Part of Himes appeal for me is in his life story: raised in a middle-class home in Ohio, goes to college, gets kicked out for playing a prank, commits armed robbery and is sent to prison for twenty-five years at the age of nineteen.
Reading famed mystery writer Dashiell Hammett (The Maltese Falcon) in prison, Himes taught himself to write and was soon selling his stories to magazines like Esquire. Paroled after seven years, Himes continued writing, publishing various stories and novels (If He Hollers Let Him Go) that addressed racism and its destructive effects on the black community. But it wasn’t until Himes moved to France that his biggest success came.
A French publisher asked him to write a series of hard-boiled detective novels in the tradition of Dashiell Hammett and Raymond Chandler.
What Himes produced was unlike anything ever seen in the genre. His characters, two tough Harlem cops named Coffin Ed Johnson and Grave Digger Jones, were inspired, Himes said, more by William Faulkner’s “ripe violence and absurdist view of life” than by Hammett’s urbane world. This series—which included A Rage in Harlem, The Crazy Kill, Cotton Comes to Harlem, and Blind Man with a Pistol—made Himes famous and brought him literary awards in France.
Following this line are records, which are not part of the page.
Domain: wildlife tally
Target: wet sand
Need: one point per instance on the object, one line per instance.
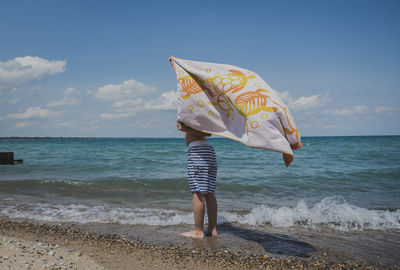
(114, 246)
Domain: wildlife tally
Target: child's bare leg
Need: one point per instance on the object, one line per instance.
(211, 202)
(198, 209)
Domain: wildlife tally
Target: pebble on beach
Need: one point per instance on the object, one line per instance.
(18, 254)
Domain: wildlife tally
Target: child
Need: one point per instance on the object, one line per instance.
(202, 170)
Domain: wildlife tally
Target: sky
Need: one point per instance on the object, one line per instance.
(101, 69)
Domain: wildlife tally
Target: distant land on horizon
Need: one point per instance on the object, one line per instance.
(215, 137)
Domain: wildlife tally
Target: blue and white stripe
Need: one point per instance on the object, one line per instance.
(202, 168)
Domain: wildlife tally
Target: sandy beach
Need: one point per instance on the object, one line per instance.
(28, 245)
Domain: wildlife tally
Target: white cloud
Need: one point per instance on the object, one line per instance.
(22, 124)
(14, 101)
(65, 101)
(116, 115)
(33, 112)
(69, 91)
(128, 89)
(167, 101)
(21, 70)
(355, 110)
(385, 109)
(302, 103)
(128, 98)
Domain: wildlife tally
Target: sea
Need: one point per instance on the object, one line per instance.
(340, 184)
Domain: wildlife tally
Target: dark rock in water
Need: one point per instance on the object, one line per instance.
(7, 158)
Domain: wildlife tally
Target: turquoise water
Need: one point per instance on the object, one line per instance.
(343, 182)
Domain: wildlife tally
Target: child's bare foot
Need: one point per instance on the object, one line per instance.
(194, 234)
(213, 233)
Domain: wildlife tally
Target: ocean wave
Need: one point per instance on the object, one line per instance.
(334, 212)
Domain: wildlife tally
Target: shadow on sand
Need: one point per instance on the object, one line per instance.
(271, 242)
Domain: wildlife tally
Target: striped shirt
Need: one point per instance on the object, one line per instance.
(202, 167)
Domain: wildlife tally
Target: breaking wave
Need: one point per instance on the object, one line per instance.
(333, 212)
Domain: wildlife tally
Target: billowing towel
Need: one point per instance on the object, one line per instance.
(234, 103)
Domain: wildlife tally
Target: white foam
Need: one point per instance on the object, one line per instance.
(334, 212)
(100, 214)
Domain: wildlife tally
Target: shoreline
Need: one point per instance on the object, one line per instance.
(111, 251)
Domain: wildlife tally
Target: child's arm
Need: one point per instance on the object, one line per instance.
(182, 127)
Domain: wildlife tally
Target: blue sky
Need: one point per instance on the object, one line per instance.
(100, 68)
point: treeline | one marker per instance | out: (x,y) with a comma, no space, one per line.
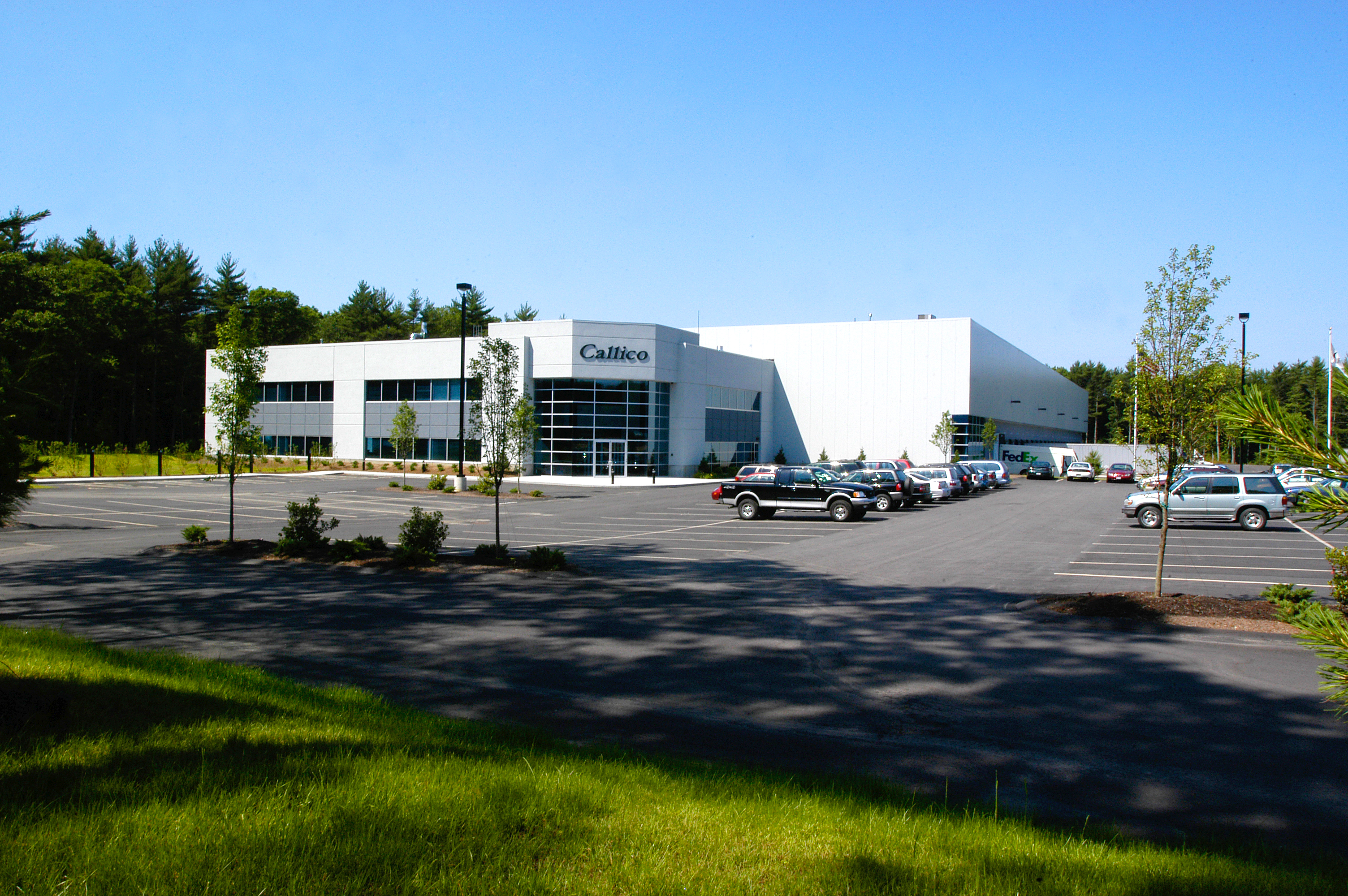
(106,344)
(1303,388)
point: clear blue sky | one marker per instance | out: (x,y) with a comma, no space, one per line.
(1029,168)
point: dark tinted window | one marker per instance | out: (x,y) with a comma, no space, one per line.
(1195,486)
(1262,486)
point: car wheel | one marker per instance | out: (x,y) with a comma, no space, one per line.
(1253,519)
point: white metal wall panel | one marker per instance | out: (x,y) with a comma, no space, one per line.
(874,384)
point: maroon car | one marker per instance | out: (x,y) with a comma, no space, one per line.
(1121,474)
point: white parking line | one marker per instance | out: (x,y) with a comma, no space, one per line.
(1173,578)
(1200,566)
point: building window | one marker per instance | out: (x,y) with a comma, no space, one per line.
(425,449)
(308,391)
(419,390)
(732,425)
(585,425)
(298,445)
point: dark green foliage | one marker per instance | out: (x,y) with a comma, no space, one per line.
(194,534)
(546,558)
(1279,593)
(344,550)
(491,553)
(19,460)
(305,529)
(1338,558)
(421,537)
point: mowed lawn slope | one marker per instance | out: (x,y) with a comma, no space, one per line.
(151,772)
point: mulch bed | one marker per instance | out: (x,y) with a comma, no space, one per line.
(385,561)
(1145,607)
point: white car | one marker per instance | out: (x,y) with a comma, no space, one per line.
(940,484)
(1081,471)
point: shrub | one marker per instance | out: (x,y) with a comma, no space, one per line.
(546,558)
(305,529)
(491,553)
(1339,574)
(1279,593)
(194,534)
(350,550)
(419,538)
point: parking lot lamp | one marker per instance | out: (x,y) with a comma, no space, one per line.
(462,482)
(1244,319)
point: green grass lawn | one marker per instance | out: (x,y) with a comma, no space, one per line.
(172,775)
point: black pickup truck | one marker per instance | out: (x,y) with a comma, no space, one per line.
(797,488)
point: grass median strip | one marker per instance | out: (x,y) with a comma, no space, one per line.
(129,772)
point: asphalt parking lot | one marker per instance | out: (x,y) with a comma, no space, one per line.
(1219,560)
(1038,537)
(883,646)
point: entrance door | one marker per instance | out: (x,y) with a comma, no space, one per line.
(613,453)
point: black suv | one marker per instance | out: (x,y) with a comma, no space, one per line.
(905,490)
(1038,471)
(799,488)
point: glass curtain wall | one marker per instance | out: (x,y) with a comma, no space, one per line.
(588,425)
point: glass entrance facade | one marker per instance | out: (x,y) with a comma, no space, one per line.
(579,419)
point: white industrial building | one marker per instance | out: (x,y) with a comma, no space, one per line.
(641,395)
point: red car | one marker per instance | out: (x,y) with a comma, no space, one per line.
(1121,474)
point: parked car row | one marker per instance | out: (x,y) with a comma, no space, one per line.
(847,490)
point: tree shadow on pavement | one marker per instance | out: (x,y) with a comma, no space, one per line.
(756,662)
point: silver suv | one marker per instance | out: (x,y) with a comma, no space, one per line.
(1247,499)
In America, the books were regarded as mere pulp fiction, though today he is regarded as an influential literary author, whose work had a great impact on subsequent black writers, including Ishmael Reed and Walter Mosely. Several movies have been made from this series, the most famous being Cotton Comes to Harlem (1970). While I appreciate Himes’ recreation of Harlem life, I also enjoy his absurdist humor and vivid action scenes, complete with shootouts and chases and fights. Himes obviously loves Harlem and his stories are a tribute to the diversity of black life.